Friday, February 11, 2011

Molokai boardwalk

       It really is just a board, a wood rail wide enough for a shoe. Hikers pony walk single file like runway models on a railroad track. The narrow board trail wanders through a dense rainforest on top of Kamalou Mountain. Photographs of the place didn’t make me want to go. Generic comments like “it’s awesome” didn’t easily convince. I mean what’s another patch of forest in the tropics? Jungle right? How unusual.   
     At the trail head there is a sign with a few understated rules about keeping your feet on the board at all times. Where the road ends and the boardwalk starts the forest is pretty, but still average. Tall grass, big ferns, trees. It could be any slightly cooler place that gets a lot of rain. One of the women I was with hadn’t been there before. The long hike to the trail head is harder without knowing the surprises that lay ahead. Words and pictures don’t cut it. We’d all heard how amazing it was for years, seen photos and still thought, “Okay whatever, let’s go to the beach.” But eventually most of us had made it.
      The area is small as far as unique ecosystems go. It’s on top of a mountain so by definition a scant amount of real estate. The ground is constantly saturated, soggy enough to permanently swallow a shoe when stepping off the board or with a little imagination dire wolves and wooly mammoths from eons past formed deep pits of bones under the bog. The place feels prehistoric. Pools of water in peat, like black coffee, do not betray the depth. There are no hand rails. When balance takes a walk on the moon the only thing available to grab are handfuls of endangered plants. The trail and surrounding area are owned by the Nature Conservancy, which could have been a clue the area was special. Up to the trail head the road is compacted dirt with deep puddles in the ruts, but in the bog everything suddenly changes. Competition for space equals only Manhattan. Clouds form over the mountain nearly every day making it rare to get there for that reason. People are often rained out before reaching the bog trail. Hiking becomes risky; the steep road a morass of red dirt paste, adopting an early hominid walk is the best way to stay erect.

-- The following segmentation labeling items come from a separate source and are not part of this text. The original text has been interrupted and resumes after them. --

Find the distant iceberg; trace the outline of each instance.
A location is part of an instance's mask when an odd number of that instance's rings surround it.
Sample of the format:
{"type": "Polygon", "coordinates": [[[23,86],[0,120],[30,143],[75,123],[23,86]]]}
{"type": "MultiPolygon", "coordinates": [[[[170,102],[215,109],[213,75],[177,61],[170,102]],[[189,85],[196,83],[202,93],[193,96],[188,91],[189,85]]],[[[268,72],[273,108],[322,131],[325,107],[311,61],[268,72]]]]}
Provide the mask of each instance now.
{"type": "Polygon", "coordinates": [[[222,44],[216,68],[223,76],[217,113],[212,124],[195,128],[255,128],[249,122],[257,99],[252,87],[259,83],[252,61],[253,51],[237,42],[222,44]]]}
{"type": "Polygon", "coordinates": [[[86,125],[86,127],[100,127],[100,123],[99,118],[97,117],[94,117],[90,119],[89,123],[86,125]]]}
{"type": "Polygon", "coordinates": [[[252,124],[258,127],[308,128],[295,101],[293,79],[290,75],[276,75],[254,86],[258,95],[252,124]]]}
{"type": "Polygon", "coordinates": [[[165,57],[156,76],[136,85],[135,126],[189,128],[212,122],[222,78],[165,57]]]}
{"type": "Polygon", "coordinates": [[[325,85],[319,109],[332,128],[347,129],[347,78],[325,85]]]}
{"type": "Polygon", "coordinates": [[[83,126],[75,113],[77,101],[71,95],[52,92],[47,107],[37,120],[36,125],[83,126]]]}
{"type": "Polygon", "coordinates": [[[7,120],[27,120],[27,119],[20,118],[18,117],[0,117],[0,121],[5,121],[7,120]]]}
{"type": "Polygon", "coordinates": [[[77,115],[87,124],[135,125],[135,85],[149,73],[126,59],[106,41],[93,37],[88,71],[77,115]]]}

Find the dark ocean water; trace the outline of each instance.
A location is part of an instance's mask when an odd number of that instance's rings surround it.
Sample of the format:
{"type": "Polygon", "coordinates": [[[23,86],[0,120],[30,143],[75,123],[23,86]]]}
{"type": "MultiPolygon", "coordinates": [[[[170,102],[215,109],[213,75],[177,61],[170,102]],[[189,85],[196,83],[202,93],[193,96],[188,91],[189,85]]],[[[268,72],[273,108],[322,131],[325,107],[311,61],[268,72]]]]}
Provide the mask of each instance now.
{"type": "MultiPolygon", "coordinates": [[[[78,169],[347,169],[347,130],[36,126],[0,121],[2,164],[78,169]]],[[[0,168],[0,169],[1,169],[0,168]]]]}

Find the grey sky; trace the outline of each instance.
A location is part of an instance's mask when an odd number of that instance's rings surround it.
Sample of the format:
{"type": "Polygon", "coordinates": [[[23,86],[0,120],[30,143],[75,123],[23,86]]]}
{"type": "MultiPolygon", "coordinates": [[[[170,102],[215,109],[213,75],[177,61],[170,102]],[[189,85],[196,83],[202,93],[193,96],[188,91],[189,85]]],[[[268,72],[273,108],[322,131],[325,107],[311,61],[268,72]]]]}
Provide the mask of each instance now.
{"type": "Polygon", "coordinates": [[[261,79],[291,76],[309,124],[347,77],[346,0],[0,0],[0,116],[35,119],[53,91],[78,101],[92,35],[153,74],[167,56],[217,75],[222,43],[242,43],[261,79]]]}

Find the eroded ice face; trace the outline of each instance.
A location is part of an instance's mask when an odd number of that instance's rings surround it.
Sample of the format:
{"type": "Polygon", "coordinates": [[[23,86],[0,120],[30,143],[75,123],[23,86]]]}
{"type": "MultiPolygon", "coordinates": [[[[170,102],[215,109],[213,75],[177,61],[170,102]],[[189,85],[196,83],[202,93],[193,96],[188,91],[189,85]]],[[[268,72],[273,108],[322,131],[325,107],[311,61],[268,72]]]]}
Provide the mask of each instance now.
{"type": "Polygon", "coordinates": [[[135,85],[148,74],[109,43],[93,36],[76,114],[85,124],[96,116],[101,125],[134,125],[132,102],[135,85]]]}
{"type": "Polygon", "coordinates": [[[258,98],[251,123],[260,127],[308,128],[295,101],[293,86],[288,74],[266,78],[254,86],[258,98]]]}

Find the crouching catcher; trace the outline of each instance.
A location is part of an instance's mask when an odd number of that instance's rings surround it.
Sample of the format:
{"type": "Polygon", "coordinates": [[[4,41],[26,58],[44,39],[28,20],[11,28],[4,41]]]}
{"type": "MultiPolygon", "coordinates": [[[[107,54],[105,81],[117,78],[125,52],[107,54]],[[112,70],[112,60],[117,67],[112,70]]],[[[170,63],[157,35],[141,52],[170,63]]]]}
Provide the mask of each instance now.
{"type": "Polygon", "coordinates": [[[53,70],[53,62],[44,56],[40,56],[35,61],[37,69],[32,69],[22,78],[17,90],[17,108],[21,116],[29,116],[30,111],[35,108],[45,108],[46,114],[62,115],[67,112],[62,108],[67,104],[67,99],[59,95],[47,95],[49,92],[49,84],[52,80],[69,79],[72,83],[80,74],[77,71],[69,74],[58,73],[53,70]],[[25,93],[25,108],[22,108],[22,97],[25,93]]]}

    The boardwalk is the only way into the bog. I went first and it was not long before my shirt looked like cotton candy from the spider webs. Ferns and orchids shot out of the moss. Weird little plants with cartoon flowers found nowhere else on earth grew out, up and on everything. Further down the trail sunlight faded, shaded by uncountable layers of growth. Spiral fern shoots in green, red and purple uncoiled toward the distant light. We plunged ahead through vegetation crisscrossing over the trail above and below. Moss, vines, parasitic ferns, weirdly knurled trees and then suddenly, they were all gone. The trail meandered through a highland meadow. The plants, still weird and unnamable, were dwarfed and silvery, the trees gone completely. The oxygen at that point was practically flammable and highly exhilarating. And then the fun began. The trail followed the terrain through ravines, down, up and across burbling puddles of indigo peat water. The creek beds appeared soupy, smelling so fertile that accelerated evolution might actually be witnessed. The trees grew broader and higher overhead covered with moss thicker than arctic fur. Losing footing along this stretch meant a more uncertain plunge, possibly over the edge and into a sink hole never to be seen again. Through more ravines, ducking under huge horizontal trunks, baby stepping down steep sections of the slippery elevated trail, until the last of the ferns parted.
     We all waited to see Heather’s face, she didn’t’ know that the balancing act we’d performed for the last mile actually ended at a view point that words or pictures cannot capture. One step further and the next stop, several thousand feet below, lay the mysterious, uninhabited Pelekunu Valley. Small flocks of flaming red Apapane shot up the cliff face disappearing overhead. Behind us the rainforest was so thick friends were easily swallowed from view. In front of us lay the infinite garden of backside Molokai, the spine of the island weaving a pattern of eccentric folds extending to the sea, so far up it felt like flying. Scale is better experienced. I hope you’ll get there one day. It really is awesome.